Let G be a semisimple algebraic
group of hermitian type defined over Q, let X ≃ GR∕K, where K ⊂ G is a maximal
compact subgroup, be the symmetric domain associated to G, let Γ be an
arithmetic subgroup of G, let (π,E) be a finite-dimensional representation of
G defined over Q, let 𝒰 := Γ ∖ X, and let ℰ be the locally constant sheaf
over 𝒰 associated to (π,E). Then under certain conditions on G, Γ and
(π,E), the quotient 𝒰 is a complex projective variety and there exists a Kuga
fiber variety 𝒱, i.e., a complex projective variety with the structure of an
analytic family of abelian varieties parametrized by 𝒰, such that Ha(𝒰;ℰ) may
be identified with a subspace of H∗(𝒱;Q). The purpose of this paper is to
show that for a certain class of nontrivial (π,E) the subspace of H∗(𝒱;Q)

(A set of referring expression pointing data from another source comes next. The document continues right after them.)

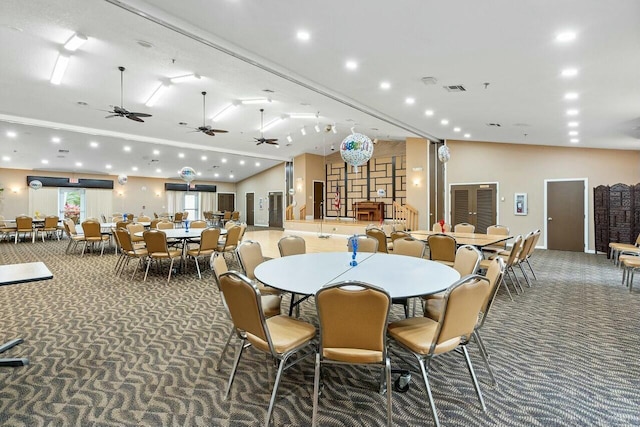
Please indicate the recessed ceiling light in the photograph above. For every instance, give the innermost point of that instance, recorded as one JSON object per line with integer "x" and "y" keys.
{"x": 566, "y": 36}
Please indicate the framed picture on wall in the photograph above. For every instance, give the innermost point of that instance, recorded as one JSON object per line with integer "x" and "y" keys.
{"x": 520, "y": 204}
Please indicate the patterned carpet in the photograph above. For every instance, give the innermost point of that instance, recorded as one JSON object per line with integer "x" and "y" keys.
{"x": 107, "y": 351}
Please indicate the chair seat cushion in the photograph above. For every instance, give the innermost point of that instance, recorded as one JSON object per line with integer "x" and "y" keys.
{"x": 286, "y": 334}
{"x": 352, "y": 355}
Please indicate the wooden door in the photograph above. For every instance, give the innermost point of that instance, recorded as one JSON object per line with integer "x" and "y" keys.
{"x": 249, "y": 206}
{"x": 226, "y": 202}
{"x": 565, "y": 215}
{"x": 275, "y": 210}
{"x": 318, "y": 200}
{"x": 475, "y": 204}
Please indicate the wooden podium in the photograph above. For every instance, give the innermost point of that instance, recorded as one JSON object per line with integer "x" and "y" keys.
{"x": 368, "y": 211}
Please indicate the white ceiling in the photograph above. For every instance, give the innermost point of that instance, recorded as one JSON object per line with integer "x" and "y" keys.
{"x": 242, "y": 47}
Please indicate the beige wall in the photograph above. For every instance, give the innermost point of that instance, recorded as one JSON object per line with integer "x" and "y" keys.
{"x": 524, "y": 168}
{"x": 271, "y": 180}
{"x": 137, "y": 195}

with which Ha(𝒰;ℰ) is identified is algebraically defined, or in other words
that this subspace is contained in Hr(𝒱;Q) for some r and a projection
from Hr(𝒱;Q) to it is induced by an algebraic class in H∗(𝒱×𝒱;Q). In
particular, since the projection of an algebraic class in Hr(𝒱;Q) is again an
algebraic class, this paper provides an answer to the question of how to define
algebraic classes in Ha(𝒰;ℰ) for some nontrivial local coefficient systems
ℰ.